Federal safety officials said on Wednesday that they are stepping up enforcement against unruly airline passengers after confrontations on flights to and from Washington, D.C., around the time of the riot at the Capitol by supporters of President Donald Trump.
The Federal Aviation Administration said there has been “a disturbing increase in incidents where airline passengers have disrupted flights with threatening or violent behavior. These incidents have stemmed both from passengers’ refusals to wear masks and from recent violence at the U.S. Capitol.”
The FAA said under an order signed by Administrator Stephen Dickson, unruly passengers will no longer get warnings. Instead, the agency said, it will launch legal enforcement actions. Penalties can include fines up to $35,000 and jail terms for passengers who assault or threaten airline crews or other passengers.
The new policy will be in effect through March 30. It won quick praise from the head of the largest U.S. flight attendants' union.
“First strike and you’re out. We applaud FAA Administrator Dickson for taking this clear stand for our safety and security,” Sara Nelson, president of the Association of Flight Attendants, said in a statement. “This will help serve as a deterrent to unruly passengers who had been bucking the rules of aviation safety.”
The FAA said it has pursued more than 1,300 enforcement actions against passengers in the past 10 years. It did not immediately provide a count of recent cases.
Videos of several recent incidents have been shared widely on social media, some showing people who were removed from planes for refusing to wear masks.
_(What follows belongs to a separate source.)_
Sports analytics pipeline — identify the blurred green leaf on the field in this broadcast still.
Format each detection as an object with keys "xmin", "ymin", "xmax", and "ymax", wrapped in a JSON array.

The FAA has resisted calls for a federal mask rule, but all leading U.S. airlines require passengers to wear them with exceptions generally made only for children under 2.
Some lawmakers and airline union officials have demanded that people who took part in the riot at the Capitol be placed on the federal no-fly list. The FAA said it does not have authority over that list but works with law enforcement agencies on security threats.